Brussel Sprout and Chestnut Salad
Brussel sprouts add fiber and vitamin K to this light and refreshing salad while chestnuts are a great source of potassium.
Feel free to subsitutte the chesnuts for other nuts such as almonds, pistachios or hazelnuts.
- 18 ounces Brussels sprouts
- 2 tablespoons butter
- 7 ounces Chestnuts (cooked and vacuum-packed)
- freshly ground peppers
- 1 shallot
- 4 tablespoons Apple juice
- 1 tablespoon lemon juice
- 2 tablespoons White vinegar
- 1 tablespoon liquid honey
- 1 tablespoon grainy Mustard
- 2 tablespoons Pumpkin seed oil
Brush the Brussel sprouts, rinse, cut crosswise and cook until al dente 8-10 minutes in boiling salted water. Strain and allow to drain.
Put the butter in a hot frying pan and cook the Brussel sprouts with chestnuts about 5 minutes on low heat. Season with salt and pepper.

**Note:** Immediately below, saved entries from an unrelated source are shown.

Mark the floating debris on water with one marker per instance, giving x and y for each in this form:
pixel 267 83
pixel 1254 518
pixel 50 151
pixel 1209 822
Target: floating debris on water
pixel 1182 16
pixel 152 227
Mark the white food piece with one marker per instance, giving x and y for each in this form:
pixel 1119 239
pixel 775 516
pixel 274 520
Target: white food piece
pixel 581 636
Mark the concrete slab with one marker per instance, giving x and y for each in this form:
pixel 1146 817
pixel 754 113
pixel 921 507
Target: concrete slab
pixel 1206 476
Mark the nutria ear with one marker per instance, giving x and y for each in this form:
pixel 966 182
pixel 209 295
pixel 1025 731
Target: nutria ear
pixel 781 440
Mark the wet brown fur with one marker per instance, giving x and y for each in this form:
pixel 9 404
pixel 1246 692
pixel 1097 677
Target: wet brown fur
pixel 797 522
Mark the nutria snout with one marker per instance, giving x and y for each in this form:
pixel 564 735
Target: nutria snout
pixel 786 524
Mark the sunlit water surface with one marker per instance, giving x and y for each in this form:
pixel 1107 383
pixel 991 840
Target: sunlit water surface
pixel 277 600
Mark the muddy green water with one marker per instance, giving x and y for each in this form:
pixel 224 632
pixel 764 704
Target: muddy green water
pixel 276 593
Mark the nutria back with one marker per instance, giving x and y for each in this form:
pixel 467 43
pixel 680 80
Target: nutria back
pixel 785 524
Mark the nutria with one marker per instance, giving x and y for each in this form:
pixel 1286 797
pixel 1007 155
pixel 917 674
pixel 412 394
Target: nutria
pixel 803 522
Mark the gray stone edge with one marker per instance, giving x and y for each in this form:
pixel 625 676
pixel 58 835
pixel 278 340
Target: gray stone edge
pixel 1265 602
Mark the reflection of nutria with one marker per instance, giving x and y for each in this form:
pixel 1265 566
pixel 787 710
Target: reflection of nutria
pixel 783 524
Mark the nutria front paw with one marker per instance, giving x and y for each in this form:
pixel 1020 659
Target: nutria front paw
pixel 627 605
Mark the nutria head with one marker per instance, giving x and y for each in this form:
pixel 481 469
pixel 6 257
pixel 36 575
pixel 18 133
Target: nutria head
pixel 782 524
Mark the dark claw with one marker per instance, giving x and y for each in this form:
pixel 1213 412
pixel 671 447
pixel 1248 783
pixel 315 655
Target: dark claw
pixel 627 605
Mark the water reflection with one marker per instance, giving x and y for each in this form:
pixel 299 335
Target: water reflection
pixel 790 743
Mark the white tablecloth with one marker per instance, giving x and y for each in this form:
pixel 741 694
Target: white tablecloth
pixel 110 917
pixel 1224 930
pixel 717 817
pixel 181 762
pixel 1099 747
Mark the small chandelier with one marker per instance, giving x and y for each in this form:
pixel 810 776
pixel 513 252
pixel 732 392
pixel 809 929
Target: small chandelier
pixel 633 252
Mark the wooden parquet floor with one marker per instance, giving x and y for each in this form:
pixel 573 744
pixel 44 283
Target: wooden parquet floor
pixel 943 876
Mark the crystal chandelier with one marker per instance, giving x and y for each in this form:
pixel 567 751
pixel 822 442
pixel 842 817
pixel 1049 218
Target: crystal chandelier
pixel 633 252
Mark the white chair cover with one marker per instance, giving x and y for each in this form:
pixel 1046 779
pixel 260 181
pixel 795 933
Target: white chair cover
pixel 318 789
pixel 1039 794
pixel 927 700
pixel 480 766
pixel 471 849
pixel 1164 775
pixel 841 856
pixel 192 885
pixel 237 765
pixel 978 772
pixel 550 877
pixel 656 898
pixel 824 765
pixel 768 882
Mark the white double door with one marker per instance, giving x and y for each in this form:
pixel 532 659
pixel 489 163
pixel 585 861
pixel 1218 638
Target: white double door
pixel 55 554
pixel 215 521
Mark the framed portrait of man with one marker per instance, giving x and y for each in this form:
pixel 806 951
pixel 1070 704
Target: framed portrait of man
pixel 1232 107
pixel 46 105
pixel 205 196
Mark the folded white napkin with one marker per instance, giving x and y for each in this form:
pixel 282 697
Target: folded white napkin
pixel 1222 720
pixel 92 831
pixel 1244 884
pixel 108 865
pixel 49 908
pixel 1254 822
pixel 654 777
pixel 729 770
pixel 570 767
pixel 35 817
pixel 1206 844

Peel the shallot and finely chop. For dressing, whisk together the apple juice, lemon juice, vinegar, honey, mustard and oil. Stir in the shallot and season with salt and pepper.
Toss the Brussel sprouts and chestnuts with the dressing and serve garnished with pumpkin seeds. Serve with brown bread.